I saw this at the coffee show earlier in the year, and was intrigued: https://www.hario.co.uk/collections/coffee/products/v60-metal-filter-dripper-02 - I've tried searching the forum and the interwebs generally, but can't find much information on it - mostly because when you search Hario metal filters, it either comes up with 3rd party metal filters, or the metal filter holders... Anyone got any thoughts on it?


----------



## Mrboots2u (May 10, 2013)

I used An Abe One for the chemex for a while , didnt like the taste it imparted ( metal icky ) and was difficulty to get an even flat bed during the pour.Unsure of the linked one bot seen anyone use it.

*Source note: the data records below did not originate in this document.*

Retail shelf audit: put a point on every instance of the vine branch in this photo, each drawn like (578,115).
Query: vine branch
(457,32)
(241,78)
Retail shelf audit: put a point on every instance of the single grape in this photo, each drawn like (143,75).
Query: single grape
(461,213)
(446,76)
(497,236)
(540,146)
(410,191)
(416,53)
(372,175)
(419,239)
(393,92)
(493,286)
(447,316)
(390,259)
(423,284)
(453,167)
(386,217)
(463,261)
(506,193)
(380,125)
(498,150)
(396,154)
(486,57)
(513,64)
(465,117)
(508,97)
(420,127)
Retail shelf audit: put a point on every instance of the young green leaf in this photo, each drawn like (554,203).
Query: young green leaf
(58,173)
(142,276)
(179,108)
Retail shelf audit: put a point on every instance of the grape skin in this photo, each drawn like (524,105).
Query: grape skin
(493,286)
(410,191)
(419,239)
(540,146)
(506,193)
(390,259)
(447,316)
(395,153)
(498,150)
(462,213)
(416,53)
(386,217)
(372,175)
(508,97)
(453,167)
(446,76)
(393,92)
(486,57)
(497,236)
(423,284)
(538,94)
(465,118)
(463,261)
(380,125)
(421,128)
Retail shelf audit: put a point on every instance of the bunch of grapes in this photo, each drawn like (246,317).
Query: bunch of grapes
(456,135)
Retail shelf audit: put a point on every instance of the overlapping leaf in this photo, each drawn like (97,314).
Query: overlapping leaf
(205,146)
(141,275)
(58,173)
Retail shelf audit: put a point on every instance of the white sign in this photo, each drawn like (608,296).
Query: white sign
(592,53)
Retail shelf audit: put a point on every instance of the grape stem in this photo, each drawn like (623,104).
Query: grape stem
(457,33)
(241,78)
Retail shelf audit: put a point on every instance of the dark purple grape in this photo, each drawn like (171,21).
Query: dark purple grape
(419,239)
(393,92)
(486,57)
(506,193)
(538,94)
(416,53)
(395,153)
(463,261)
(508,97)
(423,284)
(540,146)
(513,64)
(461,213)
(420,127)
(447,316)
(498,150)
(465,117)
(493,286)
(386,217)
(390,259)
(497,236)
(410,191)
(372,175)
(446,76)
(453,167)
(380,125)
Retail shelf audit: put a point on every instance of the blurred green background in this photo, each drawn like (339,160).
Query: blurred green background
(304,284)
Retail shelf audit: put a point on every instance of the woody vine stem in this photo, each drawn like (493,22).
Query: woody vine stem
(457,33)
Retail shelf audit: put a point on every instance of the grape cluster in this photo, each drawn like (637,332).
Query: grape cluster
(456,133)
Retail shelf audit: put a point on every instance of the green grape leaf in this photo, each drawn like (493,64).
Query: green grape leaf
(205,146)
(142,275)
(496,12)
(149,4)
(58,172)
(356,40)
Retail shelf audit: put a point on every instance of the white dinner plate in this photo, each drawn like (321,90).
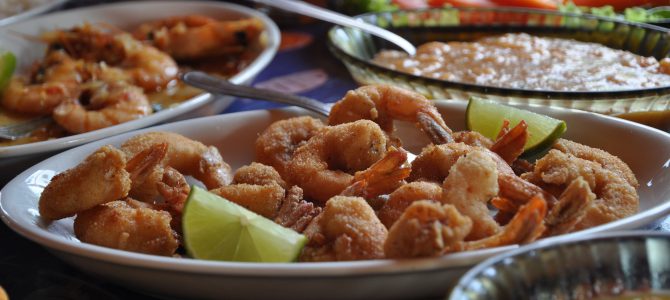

£50 buys you alot of filter papers


----------



## Little_tipple (Apr 2, 2019)

Mrboots2u said:


> I used An Abe One for the chemex for a while , didnt like the taste it imparted ( metal icky ) and was difficulty to get an even flat bed during the pour.Unsure of the linked one bot seen anyone use it.
> 
> £50 buys you alot of filter papers


 £50 can buy a lot of coffee and a lot of papers. my drive behind it is for my campervan; I currently have a hario 01, and a stock of papers, and although I'm good at keeping them stocked up, it's just another thing on the list to remember to check before any trip... metallic taste and potentially fines getting through and sludgy were my main thoughts too. Thank you for your comment!


----------



## Mrboots2u (May 10, 2013)

Little_tipple said:


> £50 can buy a lot of coffee and a lot of papers. my drive behind it is for my campervan; I currently have a hario 01, and a stock of papers, and although I'm good at keeping them stocked up, it's just another thing on the list to remember to check before any trip... metallic taste and potentially fines getting through and sludgy were my main thoughts too. Thank you for your comment!


 I mean the Kone filter is a different design and or make up, but it's the closest I can think of that I have used


----------